En revanche, ce qui est sûr, c’est qu’il était très exigeant avec lui-même, qu’il se jugeait probablement sans complaisance et qu’il pouvait dès lors être insatisfait au point d’avoir l’impression de se tromper. D’ailleurs, une des raisons pour lesquelles il a arrêté la chanson est qu’il pensait avoir donné tout ce qu’il pouvait donner, dit tout ce qu’il avait à dire. Il avait donné tout son cœur, toute son âme, et considérait n’avoir plus rien à ajouter donc il devait faire autre chose. Continuer dans ces conditions aurait été artificiel, en faisant usage de vieilles ficelles, et là ça aurait été tricher. Sa carrière sur scène est d’une authenticité totale. Elle a été finalement très courte, une grosse dizaine d’années, ce qui lui confère une densité incroyable. Il s’est arrêté alors qu’il n’avait pas 40 ans quand d’autres jouent les prolongations sans fin jusqu’au pathétique. Et il est mort à l’âge de 49 ans seulement, rappelons-le…

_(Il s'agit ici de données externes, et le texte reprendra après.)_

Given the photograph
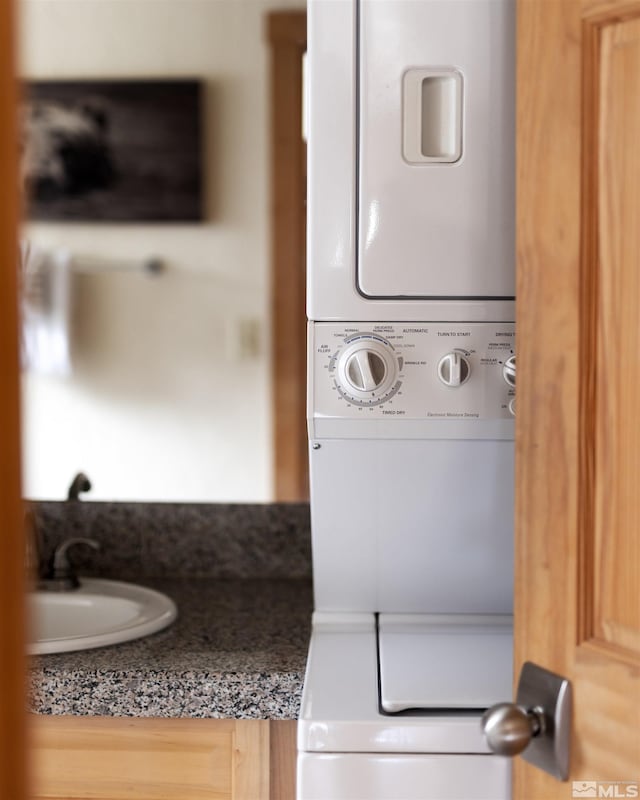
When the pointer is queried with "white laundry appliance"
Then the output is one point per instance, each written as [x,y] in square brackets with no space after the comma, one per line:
[411,397]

Jacques Brel à Toulouse en 1962 © André Cros / Archives municipales de la ville de Toulouse
Une question importante pour finir : à quel public s’adresse ce spectacle ? Autant aux connaisseurs et aux passionnés de Brel qu’à ceux qui veulent le découvrir ?

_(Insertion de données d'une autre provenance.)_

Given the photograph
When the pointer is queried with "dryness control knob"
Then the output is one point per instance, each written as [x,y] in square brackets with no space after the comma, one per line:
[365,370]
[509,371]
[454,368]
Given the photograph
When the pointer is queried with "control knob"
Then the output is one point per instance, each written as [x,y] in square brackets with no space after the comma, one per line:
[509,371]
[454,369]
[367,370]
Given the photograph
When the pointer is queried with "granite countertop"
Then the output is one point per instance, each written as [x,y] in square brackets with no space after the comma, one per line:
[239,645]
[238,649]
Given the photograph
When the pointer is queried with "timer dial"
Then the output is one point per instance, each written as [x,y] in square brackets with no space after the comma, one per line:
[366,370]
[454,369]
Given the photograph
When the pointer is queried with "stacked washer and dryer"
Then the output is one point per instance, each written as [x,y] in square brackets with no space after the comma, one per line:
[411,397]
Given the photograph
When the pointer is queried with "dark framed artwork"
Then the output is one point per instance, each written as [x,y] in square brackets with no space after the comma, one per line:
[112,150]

À tout le monde ! Bon, peut-être pas quand même au moins de 10 ans mais presque. Les jeunes d’aujourd’hui adorent Brel. Certes, ils n’ont pas connaissance de l’ensemble de son répertoire mais ils connaissent et aiment ses grandes chansons, les grands classiques. Brel parle encore à tous, Brel touche toutes les générations. J’ai conçu ce spectacle de manière à montrer aux jeunes et aux moins jeunes toutes les facettes du caractère, de la personnalité de Brel : le nomade, le rêveur, le curieux de tout qui voulait toujours « aller voir » comme il disait. Qui ne serait pas touché par ça ?

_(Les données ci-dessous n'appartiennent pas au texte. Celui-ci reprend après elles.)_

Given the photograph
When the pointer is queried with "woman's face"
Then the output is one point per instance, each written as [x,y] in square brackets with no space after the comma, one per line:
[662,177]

Et puis bien sûr, j’ai voulu montrer toute l’intimité de l’amitié qu’il a eue avec Jojo Pasquier. Quel ami était Brel ! Il était beaucoup plus ému par l’amitié masculine que par l’amitié féminine. Contrairement à ce qu’on a pu dire, je ne pense pas qu’il était misogyne mais il se croyait laid alors qu’il ne l’était pas, ce dont il a pu souffrir avec ces dames. Il se faisait une très haute idée de l’amour, que les femmes ne pouvaient selon lui pas atteindre. Il était épris d’absolu et rêvait de « l’inaccessible étoile » comme il le chante dans cette chanson poignante qu’est La Quête. Brel était en quête permanente, il cherchait sans cesse.